Printer Friendly

The effectiveness of using the model method to solve word problems.

The model (or bar) method provides students with an opportunity to demonstrate their interpretation of word problems and to see the relevant relationships in a visual way. This supports students to make sense of a problem, identify relationships and work out suitable strategies for solving word problems.

Introduction

Word problems have always been a major part of primary school mathematics. However, anecdotally it appears that many primary students have difficulties with word problems, particularly multi-step word problems. Researchers (Chan & Foong, 2013; Englard, 2010; Fong & Lee, 2005; Ng & Lee 2009) have been seeking effective teaching methods and believe that the model method can address this need. Since the model method was introduced in Singapore in the early 1980s, it has made a great contribution to student learning. Although the model method has been practised in Singapore and other countries for more than a decade, in my own experience I have not seen this method used in Australian primary schools. This paper describes a study to examine the effectiveness of using the model method with Year 4 students.

What is the model method?

In this approach, students draw diagrams by using rectangular bars. They use the bars to represent and visualise the mathematical relationships in the problem, and record information on them as they solve the word problem. Rectangular bars are used because they are easy to draw, divide, represent numbers and display relevant relationships (Ng & Lee, 2009). Different lengths of rectangular bars are used to represent different numbers: a longer rectangular bar for a known bigger number, a short one for a known smaller number, and bars of arbitrary length for unknown numbers. In some problems one bar is divided into known and unknown sections; in others the lengths of two or more different bars are compared.

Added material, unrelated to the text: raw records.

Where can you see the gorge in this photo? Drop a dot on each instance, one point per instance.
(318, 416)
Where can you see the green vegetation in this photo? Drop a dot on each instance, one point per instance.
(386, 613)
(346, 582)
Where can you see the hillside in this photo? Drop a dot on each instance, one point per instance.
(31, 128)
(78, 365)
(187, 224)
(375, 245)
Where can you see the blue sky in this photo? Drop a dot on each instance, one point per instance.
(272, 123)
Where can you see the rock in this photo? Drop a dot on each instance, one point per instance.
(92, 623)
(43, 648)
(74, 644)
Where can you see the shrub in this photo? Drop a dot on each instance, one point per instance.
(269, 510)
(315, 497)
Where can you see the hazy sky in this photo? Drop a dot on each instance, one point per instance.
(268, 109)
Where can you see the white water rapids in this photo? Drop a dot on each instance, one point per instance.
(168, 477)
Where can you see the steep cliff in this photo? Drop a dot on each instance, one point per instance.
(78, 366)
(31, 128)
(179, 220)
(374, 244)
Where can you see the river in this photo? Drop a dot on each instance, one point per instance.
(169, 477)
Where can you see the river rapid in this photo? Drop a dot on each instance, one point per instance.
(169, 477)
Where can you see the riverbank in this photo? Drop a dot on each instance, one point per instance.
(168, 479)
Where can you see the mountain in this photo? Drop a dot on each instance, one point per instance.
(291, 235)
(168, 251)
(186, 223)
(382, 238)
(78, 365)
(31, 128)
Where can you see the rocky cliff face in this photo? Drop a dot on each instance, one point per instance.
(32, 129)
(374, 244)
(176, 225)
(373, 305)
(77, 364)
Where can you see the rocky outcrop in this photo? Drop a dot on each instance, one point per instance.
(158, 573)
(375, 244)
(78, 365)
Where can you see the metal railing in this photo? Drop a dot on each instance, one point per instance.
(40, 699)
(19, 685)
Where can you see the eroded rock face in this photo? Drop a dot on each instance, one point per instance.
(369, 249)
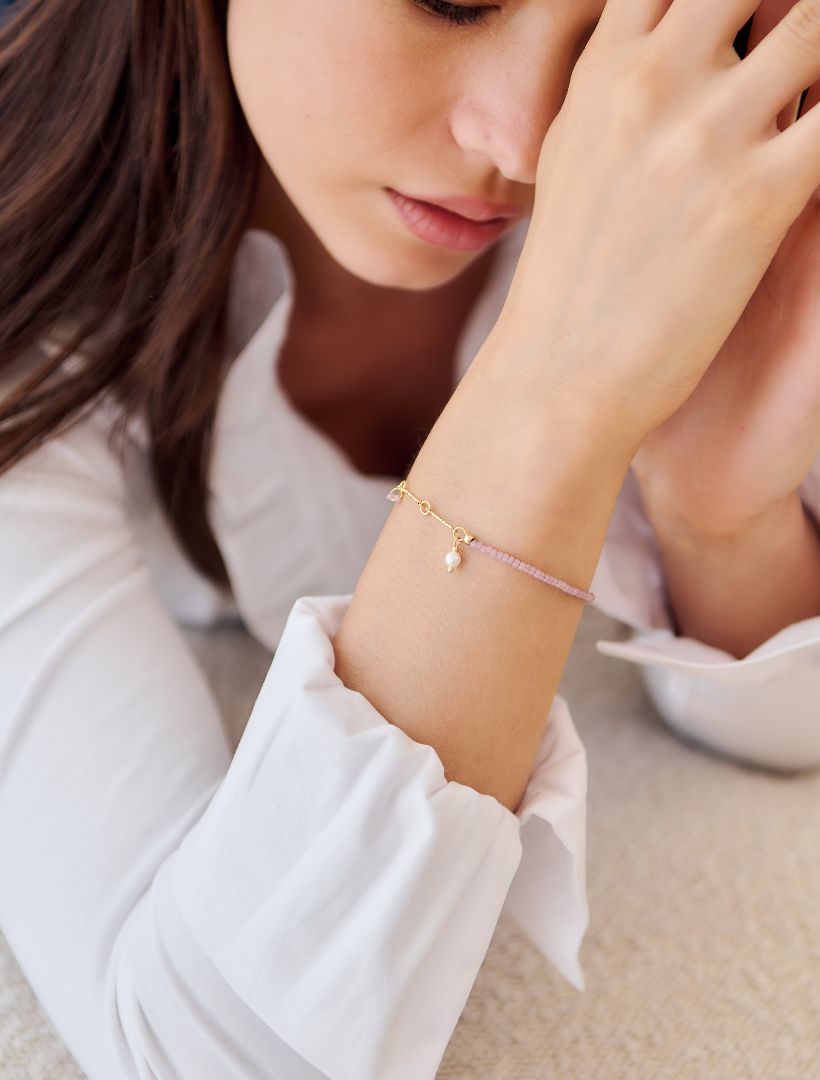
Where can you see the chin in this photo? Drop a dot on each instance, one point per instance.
(392, 262)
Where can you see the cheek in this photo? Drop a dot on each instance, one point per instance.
(331, 81)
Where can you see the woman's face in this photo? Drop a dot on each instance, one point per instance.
(349, 97)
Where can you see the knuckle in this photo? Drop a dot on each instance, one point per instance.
(750, 193)
(803, 22)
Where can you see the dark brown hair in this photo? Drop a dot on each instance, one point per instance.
(128, 175)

Several studies (Englard, 2010; Ng & Lee, 2009) used word problems involving the relationship of part-whole, additive and multiplicative structures to trial the model method. These models not only serve to explain and reinforce the concepts such as addition and subtraction but assist students to deal with multiplicative structure problems. Englard (2010) highlighted that with the visualised bar model, it is easier for students to identify the equal groups and partition the quantities into smaller equal parts, thus to overcome the barrier of the concept of multiplicative structure.

Some publications (Chan and Foong, 2013; Cheong, 2002; Englard, 2010; Ng & Lee, 2009) report that drawing the model not only permits students to visualise the abstract information given in the problem but also helps students to represent relationships between known and unknown numerical quantities and hence to solve problems. Chan and Foong (2013) explain that using the model shifts the focus from results to working process and from calculations to relationships between known and unknown quantities. Moreover, it helps students identify the correct operations and steps that are needed to solve a problem (Englard, 2010). It is believed that if students can draw the bars realistically and represent all the relevant quantities, thus to identify the relationships between known and unknown quantities, they have already understood the structure of the problem (Cheong, 2002; Ng & Lee, 2009).

The study

Three Year 4 classes from a public school in Victoria participated in a two-week trial on the model method. Students had not been taught the bar model method before. The normal way to teach word problems at the school was to understand the question and devise a plan. This trial began with training the teachers involved during the weekly planning and Professional Learning Team (PLT) sessions.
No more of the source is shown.